Чисто гражданская и административная области легче поддавались экспериментам, нежели церковь и школа. Одним из главных дел нового правительства было создание чего-то вроде государственного совета. Если угодно, это был возврат к древним традициям, лишь несколько исправленным и подновленным. Некогда бояре и высшее духовенство принимали участие в государственном управлении. Наиболее видные из них, объединяясь в Думе, образовали ближайший совет царя и, насколько было возможно, умеряли его власть. В этом был зародыш свободы, плохо мирившейся с началами деспотизма. Поэтому, по мере того как режим Московского царства все более и более склонялся в сторону византийской автократии, значение Думы падало. Произвол Ивана IV и несчастья последних лет окончательно нарушили правильность ее функций и извратили всю ее деятельность. Теперь, по миновании кризиса, предполагалось восстановление Думы.

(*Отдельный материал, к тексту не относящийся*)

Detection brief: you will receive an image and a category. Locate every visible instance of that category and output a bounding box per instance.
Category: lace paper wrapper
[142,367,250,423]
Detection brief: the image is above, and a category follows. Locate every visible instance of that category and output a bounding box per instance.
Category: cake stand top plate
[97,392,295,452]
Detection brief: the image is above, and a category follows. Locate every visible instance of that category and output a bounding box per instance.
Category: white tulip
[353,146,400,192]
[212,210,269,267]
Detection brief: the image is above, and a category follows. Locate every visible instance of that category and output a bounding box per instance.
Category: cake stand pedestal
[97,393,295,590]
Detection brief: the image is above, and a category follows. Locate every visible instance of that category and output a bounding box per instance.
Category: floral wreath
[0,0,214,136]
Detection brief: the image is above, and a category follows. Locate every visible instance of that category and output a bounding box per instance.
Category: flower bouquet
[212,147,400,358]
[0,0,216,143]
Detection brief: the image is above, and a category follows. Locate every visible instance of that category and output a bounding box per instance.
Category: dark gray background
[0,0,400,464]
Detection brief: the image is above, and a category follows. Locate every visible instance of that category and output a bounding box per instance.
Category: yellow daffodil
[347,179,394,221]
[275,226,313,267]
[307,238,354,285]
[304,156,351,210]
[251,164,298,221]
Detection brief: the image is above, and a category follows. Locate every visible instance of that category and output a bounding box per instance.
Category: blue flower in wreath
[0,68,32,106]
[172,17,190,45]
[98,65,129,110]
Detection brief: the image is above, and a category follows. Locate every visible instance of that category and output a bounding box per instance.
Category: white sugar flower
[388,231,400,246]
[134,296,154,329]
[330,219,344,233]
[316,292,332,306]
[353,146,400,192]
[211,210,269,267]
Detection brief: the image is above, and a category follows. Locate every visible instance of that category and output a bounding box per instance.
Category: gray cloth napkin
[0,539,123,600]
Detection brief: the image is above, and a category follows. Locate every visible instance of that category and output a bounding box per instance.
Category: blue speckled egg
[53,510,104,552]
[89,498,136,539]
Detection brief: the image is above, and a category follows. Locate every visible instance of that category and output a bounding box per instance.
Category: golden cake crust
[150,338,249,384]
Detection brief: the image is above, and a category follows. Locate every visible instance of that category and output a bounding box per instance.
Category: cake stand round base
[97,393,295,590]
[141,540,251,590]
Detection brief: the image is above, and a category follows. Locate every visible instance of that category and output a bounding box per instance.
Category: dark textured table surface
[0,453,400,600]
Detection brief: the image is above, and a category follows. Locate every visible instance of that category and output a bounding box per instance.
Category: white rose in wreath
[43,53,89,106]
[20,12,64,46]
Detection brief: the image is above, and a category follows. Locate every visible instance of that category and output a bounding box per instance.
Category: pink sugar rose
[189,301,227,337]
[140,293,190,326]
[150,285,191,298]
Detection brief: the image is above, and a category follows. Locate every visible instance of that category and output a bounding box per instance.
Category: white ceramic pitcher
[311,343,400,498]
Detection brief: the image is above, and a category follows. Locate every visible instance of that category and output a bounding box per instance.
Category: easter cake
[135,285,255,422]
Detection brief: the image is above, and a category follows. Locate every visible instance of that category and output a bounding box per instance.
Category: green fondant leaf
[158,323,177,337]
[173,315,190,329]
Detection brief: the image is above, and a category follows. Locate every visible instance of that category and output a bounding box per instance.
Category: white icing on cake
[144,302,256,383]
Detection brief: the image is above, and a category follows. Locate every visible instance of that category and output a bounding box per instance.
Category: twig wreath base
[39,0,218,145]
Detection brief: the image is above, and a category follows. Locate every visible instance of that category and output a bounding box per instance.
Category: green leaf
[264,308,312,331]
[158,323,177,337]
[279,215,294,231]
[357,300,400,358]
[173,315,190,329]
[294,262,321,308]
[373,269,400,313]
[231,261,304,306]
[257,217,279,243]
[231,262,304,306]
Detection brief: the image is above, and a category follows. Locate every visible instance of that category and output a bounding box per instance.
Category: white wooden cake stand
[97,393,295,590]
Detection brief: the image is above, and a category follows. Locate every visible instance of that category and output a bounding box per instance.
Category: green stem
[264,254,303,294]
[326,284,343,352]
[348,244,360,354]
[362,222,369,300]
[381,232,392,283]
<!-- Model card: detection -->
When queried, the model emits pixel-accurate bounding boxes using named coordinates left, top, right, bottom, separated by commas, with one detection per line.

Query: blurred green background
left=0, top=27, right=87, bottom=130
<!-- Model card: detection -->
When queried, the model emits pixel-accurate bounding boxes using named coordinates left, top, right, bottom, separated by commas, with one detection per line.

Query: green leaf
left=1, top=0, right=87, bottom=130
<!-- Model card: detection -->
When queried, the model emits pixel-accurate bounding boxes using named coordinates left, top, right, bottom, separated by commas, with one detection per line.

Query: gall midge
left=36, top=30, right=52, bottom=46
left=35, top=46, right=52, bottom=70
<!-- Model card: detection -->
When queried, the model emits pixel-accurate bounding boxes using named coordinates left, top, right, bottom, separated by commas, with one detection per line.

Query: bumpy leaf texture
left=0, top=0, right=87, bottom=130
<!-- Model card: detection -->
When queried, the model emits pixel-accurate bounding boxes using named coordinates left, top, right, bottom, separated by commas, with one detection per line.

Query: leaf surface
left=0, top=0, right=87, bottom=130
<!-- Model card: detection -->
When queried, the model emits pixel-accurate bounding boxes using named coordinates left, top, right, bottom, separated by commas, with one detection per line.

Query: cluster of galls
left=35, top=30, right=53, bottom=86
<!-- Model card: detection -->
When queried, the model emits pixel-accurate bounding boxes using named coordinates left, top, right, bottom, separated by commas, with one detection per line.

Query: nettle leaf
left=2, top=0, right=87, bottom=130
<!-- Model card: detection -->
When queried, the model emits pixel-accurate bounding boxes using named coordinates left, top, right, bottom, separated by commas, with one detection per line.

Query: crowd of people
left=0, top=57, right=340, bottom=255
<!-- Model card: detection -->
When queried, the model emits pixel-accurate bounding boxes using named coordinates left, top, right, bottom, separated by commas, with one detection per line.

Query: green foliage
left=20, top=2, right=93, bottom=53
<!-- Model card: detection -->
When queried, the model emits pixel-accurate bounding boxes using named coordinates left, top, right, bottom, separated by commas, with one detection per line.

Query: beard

Возможно, что и здесь Дмитрий был не вполне свободен и что прежние обязательства оказывали на него давление. Если только Петр Аркудий достаточно хорошо осведомлен, то имеет в виду, что польские вольности давно прельщали русских: поэтому они заблаговременно поставили Дмитрию свои условия. «Царевич» знал прекрасно, как ему поступать: для того чтобы заставить ворота Москвы открыться перед собой, он не скупился на обещания. Сам Мнишек в письмах к боярам и «рыцарству» утверждал, что сердцу царя близка мысль о расширении их прав. Принимая во внимание эти заявления, мы склонны думать, что учреждение государственного совета отвечало требованиям общественной мысли и удовлетворяло совершенно определенным желаниям известных групп. Самая физиономия совета с его четырьмя разрядами членов, с его способом пополнения членов напоминает древнюю боярскую думу. Первый разряд членов совета составляло духовенство с патриархом Игнатием во главе. Патриарх сидел по правую руку царя, на почетном месте. С той же стороны, но на почтительном расстоянии сидели четыре митрополита, шесть архиепископов и три епископа. Тридцать два боярина, составлявшие второй разряд, все принадлежали к знатнейшим фамилиям. Среди них были и Нагие, как близкие родственники царя, и начальники войск, отправленных некогда против претендента, и опальные Бориса Годунова, и любимцы нового царя. Уже одно это перечисление представляет характерную страницу истории. Наконец, в состав двух остальных разрядов входили семнадцать окольничьих и шесть дворян. Перечень членов, дошедший до нас, написан рукой секретаря, Бучинского. Подыскивая имя новому совету, Бучинский находит, наконец, слово сенат, заимствуя его, очевидно, у Польши. Это свидетельствует о некоторой реформе учреждения древней Думы: но здесь прекращается наша осведомленность. Ни один из актов, вышедших из этого совета, не пережил его. Нам ничего неизвестно ни о пределах его права, ни о сфере его деятельности, ни вообще о его работе. Что касается Дмитрия, то он, скорее, склонялся к абсолютизму. Его ответы боярам, переданные Аркудием, как мы припомним, были весьма осторожны и даже уклончивы; когда же он говорил с нунцием Рангони о церковных делах, он сам сравнивал себя с ездоком, который умеет сдерживать своего коня.